Esse hábito não é culpa do consumidor, mas de todo um sistema criado em sua volta que busca destacar a importância exagerada de equipamentos, como se a cada lançamento houvesse realmente um salto “gigantesco” de qualidade (o mercado utiliza adjetivos ainda mais sedutores). A sugestão de se utilizar cabos para realizar o ajuste de um sistema também sofre com a influência de alguns segmentos, tanto industrial e comercial como editorial, que obtêm lucros significativos com essa paranoia de cabos “mágicos”.
Quem toma conhecimento da curva de comportamento acústico de sua sala, na resposta de frequências de seu sistema, sabe que é impossível encontrar um cabo que irá atuar pontualmente em cada um dos picos e vales presentes nesta curva, e na intensidade necessária para que a correção seja realizada com precisão. Isso mesmo, não é uma opinião pessoal, mas um fato que nos prova que isso é realmente impossível, até porque cada sala possui uma característica específica de comportamento, sendo impossível encontrar duas salas com exatamente as mesmas características de resposta.
Enquanto não lançarem um cabo “inteligente”, capaz de fazer todas as medições necessárias e realizar os ajustes de forma precisa e pontual, o que vemos são meras tentativas de se ajustar artificialmente e de forma imprecisa alguma característica bastante específica.
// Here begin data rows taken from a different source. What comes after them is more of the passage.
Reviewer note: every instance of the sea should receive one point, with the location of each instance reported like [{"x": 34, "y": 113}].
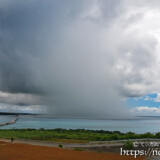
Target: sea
[{"x": 137, "y": 125}]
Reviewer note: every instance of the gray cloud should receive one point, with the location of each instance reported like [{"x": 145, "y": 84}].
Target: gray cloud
[{"x": 78, "y": 58}]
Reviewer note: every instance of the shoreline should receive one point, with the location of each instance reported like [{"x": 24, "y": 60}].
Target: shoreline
[{"x": 10, "y": 122}]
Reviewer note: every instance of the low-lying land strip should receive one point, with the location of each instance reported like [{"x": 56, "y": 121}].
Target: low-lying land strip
[
  {"x": 19, "y": 151},
  {"x": 81, "y": 135}
]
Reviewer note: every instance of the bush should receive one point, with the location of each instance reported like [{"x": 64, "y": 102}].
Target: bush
[
  {"x": 60, "y": 146},
  {"x": 128, "y": 145}
]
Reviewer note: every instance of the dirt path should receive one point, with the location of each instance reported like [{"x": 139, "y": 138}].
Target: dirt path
[
  {"x": 65, "y": 145},
  {"x": 17, "y": 151}
]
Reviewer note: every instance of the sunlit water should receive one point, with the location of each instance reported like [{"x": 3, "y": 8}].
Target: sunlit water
[{"x": 137, "y": 125}]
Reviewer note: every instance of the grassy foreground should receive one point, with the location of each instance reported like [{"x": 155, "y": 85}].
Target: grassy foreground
[{"x": 72, "y": 134}]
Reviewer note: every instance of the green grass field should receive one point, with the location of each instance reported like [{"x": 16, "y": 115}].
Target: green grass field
[{"x": 71, "y": 134}]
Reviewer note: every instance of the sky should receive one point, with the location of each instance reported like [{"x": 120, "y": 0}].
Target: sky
[{"x": 88, "y": 58}]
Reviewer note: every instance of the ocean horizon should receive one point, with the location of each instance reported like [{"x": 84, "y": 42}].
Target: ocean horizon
[{"x": 138, "y": 125}]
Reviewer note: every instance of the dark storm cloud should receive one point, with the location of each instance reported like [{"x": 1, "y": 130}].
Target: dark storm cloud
[{"x": 77, "y": 58}]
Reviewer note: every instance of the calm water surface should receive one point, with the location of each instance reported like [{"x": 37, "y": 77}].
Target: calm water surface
[{"x": 137, "y": 125}]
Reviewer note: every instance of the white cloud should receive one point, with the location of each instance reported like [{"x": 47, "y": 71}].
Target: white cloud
[{"x": 146, "y": 111}]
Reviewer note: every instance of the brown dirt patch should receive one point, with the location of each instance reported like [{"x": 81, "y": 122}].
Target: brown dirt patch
[{"x": 17, "y": 151}]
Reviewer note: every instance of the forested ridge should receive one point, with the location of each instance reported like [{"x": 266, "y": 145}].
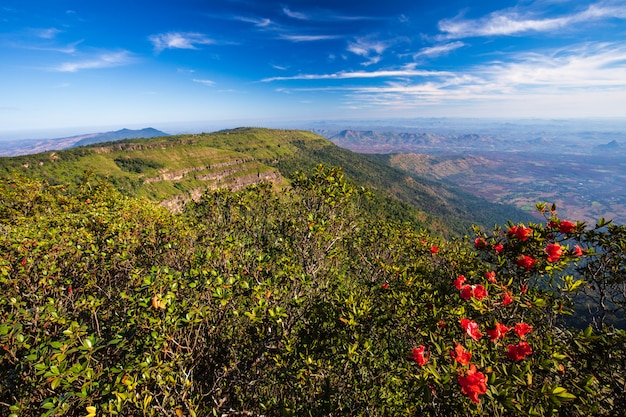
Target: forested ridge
[{"x": 308, "y": 297}]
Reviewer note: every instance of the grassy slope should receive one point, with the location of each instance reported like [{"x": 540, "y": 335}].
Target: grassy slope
[{"x": 171, "y": 166}]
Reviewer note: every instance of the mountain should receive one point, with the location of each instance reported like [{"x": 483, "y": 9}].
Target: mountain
[
  {"x": 120, "y": 135},
  {"x": 30, "y": 146},
  {"x": 175, "y": 169}
]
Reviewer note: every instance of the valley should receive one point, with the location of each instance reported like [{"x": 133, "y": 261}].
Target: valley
[{"x": 586, "y": 188}]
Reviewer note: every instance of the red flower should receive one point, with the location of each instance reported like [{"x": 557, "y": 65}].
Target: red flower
[
  {"x": 577, "y": 251},
  {"x": 458, "y": 282},
  {"x": 477, "y": 291},
  {"x": 566, "y": 227},
  {"x": 521, "y": 329},
  {"x": 471, "y": 328},
  {"x": 462, "y": 356},
  {"x": 498, "y": 333},
  {"x": 507, "y": 299},
  {"x": 419, "y": 355},
  {"x": 466, "y": 292},
  {"x": 526, "y": 262},
  {"x": 473, "y": 384},
  {"x": 480, "y": 292},
  {"x": 519, "y": 351},
  {"x": 554, "y": 251},
  {"x": 480, "y": 243},
  {"x": 522, "y": 232}
]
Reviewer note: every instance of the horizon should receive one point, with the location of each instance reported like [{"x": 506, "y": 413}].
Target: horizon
[
  {"x": 70, "y": 63},
  {"x": 454, "y": 123}
]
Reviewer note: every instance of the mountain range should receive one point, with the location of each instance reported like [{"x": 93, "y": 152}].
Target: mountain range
[
  {"x": 176, "y": 169},
  {"x": 29, "y": 146}
]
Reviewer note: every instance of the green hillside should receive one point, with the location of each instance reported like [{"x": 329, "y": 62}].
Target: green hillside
[
  {"x": 304, "y": 302},
  {"x": 175, "y": 169}
]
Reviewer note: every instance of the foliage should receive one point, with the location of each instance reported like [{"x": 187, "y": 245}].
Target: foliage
[{"x": 303, "y": 302}]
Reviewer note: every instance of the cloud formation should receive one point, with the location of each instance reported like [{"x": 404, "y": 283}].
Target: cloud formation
[
  {"x": 179, "y": 40},
  {"x": 105, "y": 60},
  {"x": 512, "y": 22},
  {"x": 207, "y": 83}
]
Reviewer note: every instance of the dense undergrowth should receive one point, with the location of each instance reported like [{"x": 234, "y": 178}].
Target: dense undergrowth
[{"x": 298, "y": 303}]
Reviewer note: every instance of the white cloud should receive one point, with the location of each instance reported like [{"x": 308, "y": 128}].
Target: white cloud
[
  {"x": 106, "y": 60},
  {"x": 208, "y": 83},
  {"x": 307, "y": 38},
  {"x": 179, "y": 40},
  {"x": 371, "y": 50},
  {"x": 582, "y": 80},
  {"x": 258, "y": 22},
  {"x": 48, "y": 33},
  {"x": 362, "y": 74},
  {"x": 439, "y": 50},
  {"x": 295, "y": 15},
  {"x": 511, "y": 22}
]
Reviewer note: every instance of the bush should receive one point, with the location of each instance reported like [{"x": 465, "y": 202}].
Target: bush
[{"x": 294, "y": 303}]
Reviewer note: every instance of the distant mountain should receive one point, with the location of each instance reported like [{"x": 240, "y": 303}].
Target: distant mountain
[
  {"x": 612, "y": 147},
  {"x": 120, "y": 135},
  {"x": 175, "y": 169},
  {"x": 31, "y": 146}
]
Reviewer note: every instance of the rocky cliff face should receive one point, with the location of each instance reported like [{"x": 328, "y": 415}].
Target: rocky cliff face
[{"x": 233, "y": 183}]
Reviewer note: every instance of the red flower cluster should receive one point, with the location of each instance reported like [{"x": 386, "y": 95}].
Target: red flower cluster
[
  {"x": 477, "y": 291},
  {"x": 459, "y": 354},
  {"x": 554, "y": 251},
  {"x": 566, "y": 227},
  {"x": 419, "y": 355},
  {"x": 522, "y": 232},
  {"x": 519, "y": 351},
  {"x": 526, "y": 262},
  {"x": 507, "y": 299},
  {"x": 473, "y": 384},
  {"x": 480, "y": 243},
  {"x": 499, "y": 332},
  {"x": 471, "y": 328},
  {"x": 458, "y": 282},
  {"x": 521, "y": 329}
]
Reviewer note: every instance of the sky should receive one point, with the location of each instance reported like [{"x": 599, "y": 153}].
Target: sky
[{"x": 133, "y": 63}]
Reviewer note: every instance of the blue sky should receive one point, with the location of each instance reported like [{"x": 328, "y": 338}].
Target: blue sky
[{"x": 87, "y": 63}]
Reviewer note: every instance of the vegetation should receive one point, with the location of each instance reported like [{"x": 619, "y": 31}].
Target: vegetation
[
  {"x": 309, "y": 301},
  {"x": 179, "y": 167}
]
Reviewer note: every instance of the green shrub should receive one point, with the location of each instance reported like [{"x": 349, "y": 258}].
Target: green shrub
[{"x": 294, "y": 303}]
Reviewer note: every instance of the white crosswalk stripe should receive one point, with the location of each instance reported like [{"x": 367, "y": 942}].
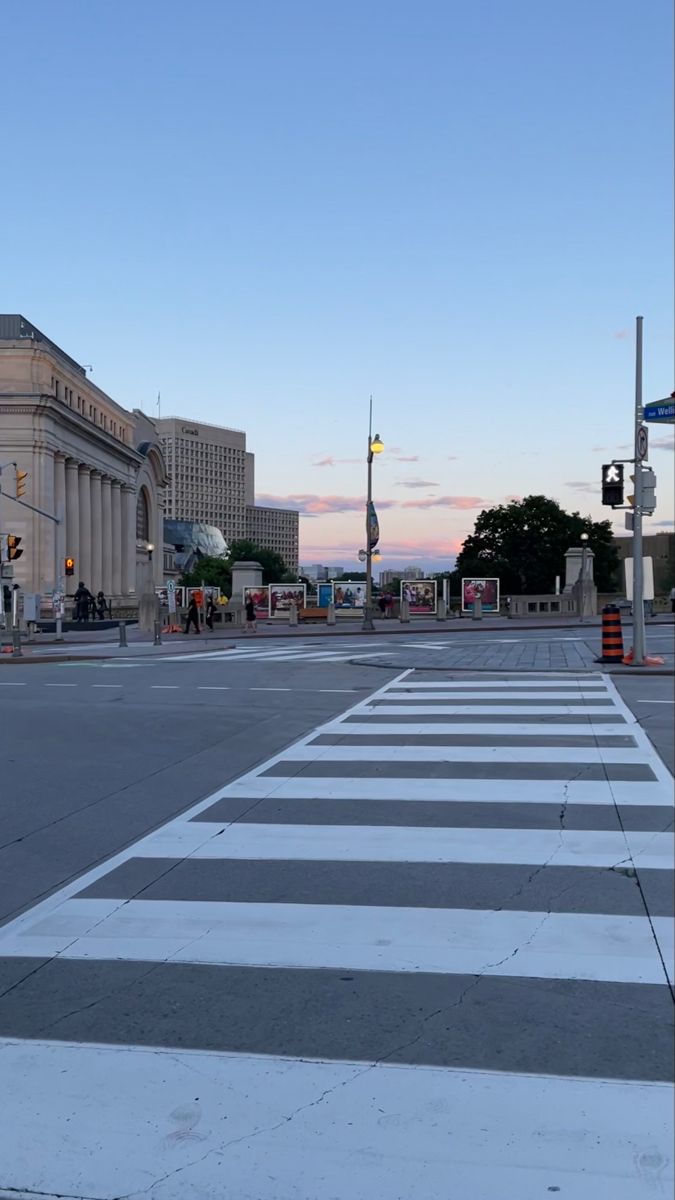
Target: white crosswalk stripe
[{"x": 430, "y": 941}]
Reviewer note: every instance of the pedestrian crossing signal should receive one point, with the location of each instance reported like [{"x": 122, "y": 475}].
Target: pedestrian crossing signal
[
  {"x": 13, "y": 551},
  {"x": 613, "y": 484}
]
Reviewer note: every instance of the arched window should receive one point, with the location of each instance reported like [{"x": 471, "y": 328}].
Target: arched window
[{"x": 142, "y": 516}]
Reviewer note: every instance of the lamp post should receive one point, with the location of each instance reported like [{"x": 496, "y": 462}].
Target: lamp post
[
  {"x": 374, "y": 447},
  {"x": 584, "y": 539}
]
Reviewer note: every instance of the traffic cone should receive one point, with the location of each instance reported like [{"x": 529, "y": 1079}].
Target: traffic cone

Mas, o mercado continua insistindo que cabos (de preferência bem caros) são adequados para fazer o “ajuste fino” do seu sistema, quando na verdade não conseguem fazer sequer um ajuste grosseiro. Porém, alguns “profetas” do áudio, travestidos de “especialistas” e “consultores”, defensores do subjetivismo e de seus fenomenais ouvidos, conseguem afirmar que um cabo pode provocar um salto gigantesco de qualidade no resultado final de seu sistema, muitas vezes baseados em avaliações de produtos feitos na “orelhada”, e quando o consumidor se dá conta, descobre que já caiu na armadilha, tornando-se mais uma vítima do famigerado “upgrade“.
O autor não cita somente cabos. Perceba que ele menciona: “e coisas pequenas que fazem poucas diferenças“. Eu incluiria aí vários dos famosos “fusíveis audio grade“, muitos racks audiófilos, dispositivos anti-vibração (a maioria totalmente inúteis e longe de proporcionar os efeitos informados) e toda espécie de acessórios “mágicos” que surgem periodicamente, e, coincidentemente, sempre muito caros. Há quem diga até que spikes funcionam como “diodos”, impedindo que vibrações sejam conduzidas por ele numa determinada direção. Verdadeiros absurdos !
Há quem queira talvez argumentar que “poucas diferenças” ainda são diferenças. Acredite, estas poucas diferenças são muito poucas mesmo, com resultados realmente desprezíveis na prática, onde outras ações muitas vezes mais baratas ou totalmente gratuitas certamente proporcionariam resultados reais e com ganhos de fato.
É importante conhecermos os caminhos que nos levam ao sucesso, e isso em qualquer segmento de nossa vida, pois o caminho errado possui muitas armadilhas e poucos facilitadores.
Nyal Mellor é figura bastante conhecida dos fóruns no exterior, profissional competente e com notório conhecimento em acústica.
Sua explicação é bastante realista, e é exato com o que observo há anos.
Sabe quando isso vai mudar? Nunca.
A maioria dos audiófilos são exibicionistas e pouco esclarecidos. Equipamentos e cabos ainda são prioridades na montagem de suas salas.